#1 2022-11-27 06:33:32

ertank
Member
Registered: 2016-03-16
Posts: 163

SAX parsing json

Hello,

I have a well defined structured relatively big (195MiB) json file to parse. Using Delphi System.JSON unit it will likely crash on Win32 exe because average single structure needs around 5KB in memory. The file has more than 750.000 records and slowly increasing.

I could find about 5 threads in forum about "SAX". I could not find anything in documents. I believe (correct me if I am wrong) mORMot and very much likely mORMot2 has SAX json parsing.

I do appreciate an example on how to use SAX parsing, please.

BTW, I prefer mORMot2.

Thanks & Regards,
Ertan

Offline

#2 2022-11-27 10:39:23

igors233
Member
Registered: 2012-09-10
Posts: 234

Re: SAX parsing json

Just try to parse that file and check if you get expected results, you can use TDocVariantData.InitJsonFromFile for example.

Offline

#3 2022-11-27 16:40:07

ab
Administrator
From: France
Registered: 2010-06-21
Posts: 14,231
Website

Re: SAX parsing json

Try with TDocVariantData with the interning options, to reduce memory consumption.

Offline

#4 2022-11-27 18:35:14

ertank
Member
Registered: 2016-03-16
Posts: 163

Re: SAX parsing json

I've never used TDocVariantData and I cannot find my way thru. Below is my current test code, but even if it is an json of array, code thinks otherwise and exits at Doc.IsArray check.

uses
  mormot.core.variants, mormot.core.data;

procedure TForm1.Button1Click(Sender: TObject);
var
  Doc: TDocVariantData;
  I, TempInteger: Integer;
  TempString: string;
begin
  Doc.InitJsonFromFile('users.json', [dvoInternNames, dvoInternValues]);
  if not Doc.IsArray then Exit();
  repeat
    TempString := Doc.GetValueOrEmpty('Identifier');
    TempInteger := string('0' + Doc.GetValueOrEmpty('AppType')).ToInteger();
  until (not Doc.Items.MoveNext);
end;

Can someone put me in right direction, please?

Thanks & Regards,
Ertan

Offline

#5 2022-11-27 21:54:00

tbo
Member
Registered: 2015-04-20
Posts: 335

Re: SAX parsing json

ertank wrote:

Can someone put me in right direction, please?

Are you sure that the JSON file is found (specify full path)? Check the return value of the function InitJsonFromFile. If True, then look at the value of the property Kind.
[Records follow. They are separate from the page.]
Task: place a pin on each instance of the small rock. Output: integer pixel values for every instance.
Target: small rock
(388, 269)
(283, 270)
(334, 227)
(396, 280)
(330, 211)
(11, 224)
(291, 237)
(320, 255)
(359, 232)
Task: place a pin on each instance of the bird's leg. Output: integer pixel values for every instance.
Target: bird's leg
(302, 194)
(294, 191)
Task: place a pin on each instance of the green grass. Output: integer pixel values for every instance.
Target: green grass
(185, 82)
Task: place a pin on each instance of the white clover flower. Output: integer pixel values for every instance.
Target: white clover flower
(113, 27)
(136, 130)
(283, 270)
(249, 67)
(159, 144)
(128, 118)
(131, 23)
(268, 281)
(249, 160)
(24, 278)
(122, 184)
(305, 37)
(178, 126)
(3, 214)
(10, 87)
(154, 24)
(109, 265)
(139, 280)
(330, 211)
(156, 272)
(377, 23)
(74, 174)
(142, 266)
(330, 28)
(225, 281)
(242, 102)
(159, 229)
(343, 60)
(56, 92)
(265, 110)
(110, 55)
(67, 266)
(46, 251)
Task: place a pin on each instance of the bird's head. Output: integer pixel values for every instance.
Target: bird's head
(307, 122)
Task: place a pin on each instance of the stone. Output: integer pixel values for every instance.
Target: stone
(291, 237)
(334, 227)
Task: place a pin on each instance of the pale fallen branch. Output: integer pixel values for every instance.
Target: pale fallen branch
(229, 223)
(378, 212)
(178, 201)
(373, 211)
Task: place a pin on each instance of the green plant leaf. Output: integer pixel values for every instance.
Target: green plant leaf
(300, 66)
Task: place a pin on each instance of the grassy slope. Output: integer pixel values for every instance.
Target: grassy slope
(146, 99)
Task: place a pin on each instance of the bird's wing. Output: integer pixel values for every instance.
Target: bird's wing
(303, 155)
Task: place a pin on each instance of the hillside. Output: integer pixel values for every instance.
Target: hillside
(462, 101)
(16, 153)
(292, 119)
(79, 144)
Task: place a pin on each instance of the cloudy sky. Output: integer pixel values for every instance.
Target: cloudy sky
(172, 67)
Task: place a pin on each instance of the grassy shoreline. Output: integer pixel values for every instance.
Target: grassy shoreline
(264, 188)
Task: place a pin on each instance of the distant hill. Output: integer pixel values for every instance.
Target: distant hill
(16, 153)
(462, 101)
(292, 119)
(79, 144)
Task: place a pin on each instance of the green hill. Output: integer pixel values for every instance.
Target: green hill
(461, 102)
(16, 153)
For the DocVariantOptions you can take JSON_[mFastExtendedIntern]/JSON_FAST_EXTENDEDINTERN. If all this doesn't help, show a little bit of the JSON.

With best regards
Thomas

Offline

#6 2022-11-28 05:35:28

ertank
Member
Registered: 2016-03-16
Posts: 163

Re: SAX parsing json

Hello,

Problem was users.json file has BOM and so cannot be read by TDocVariantData.InitJsonFromFile() If I read it using TFile.ReadAllText('users.json', TEncoding.UTF8) it is just fine. However, reading file content in a text variable and then using it to Init TDocVariantData feels like additional memory usage especially on a considerably large file.

This file is received as ZIP format from a web service and I cannot change the way it is saved. Is there any option for TDocVariantData.InitJsonFromFile() that can possible make it work with files including BOM?

Thanks & Regards,
Ertan

Offline

#7 2022-11-28 06:27:05

igors233
Member
Registered: 2012-09-10
Posts: 234

Re: SAX parsing json

Try TDocVariantData.InitJSONInPlace(pointer(AnyTextFileToRawUtf8(FilePath)));

Offline

#8 2022-11-28 07:28:16

ertank
Member
Registered: 2016-03-16
Posts: 163

Re: SAX parsing json

igors233 wrote:

Try TDocVariantData.InitJSONInPlace(AnyTextFileToRawUtf8(FilePath));

I could not make compiler happy. InitJSONInPlace require PUTF8Char and AnyTextFileToRawUtf8 returns RawUTF8. However, compiler says

[dcc32 Error] Unit1.pas(44): E2010 Incompatible types: 'PUtf8Char' and 'UTF8String'

I tried several other conversion and explicitly using pointers. But, all of them lead to a compiler error.

Offline

#9 2022-11-28 07:32:51

ab
Administrator
From: France
Registered: 2010-06-21
Posts: 14,231
Website

Re: SAX parsing json

TDocVariantData.InitJSONInPlace(pointer(AnyTextFileToRawUtf8(FilePath)));

Offline

#10 2022-11-28 07:37:53

ertank
Member
Registered: 2016-03-16
Posts: 163

Re: SAX parsing json

My mistake again, I assumed InitJSONInPlace returns Boolean, but it does not.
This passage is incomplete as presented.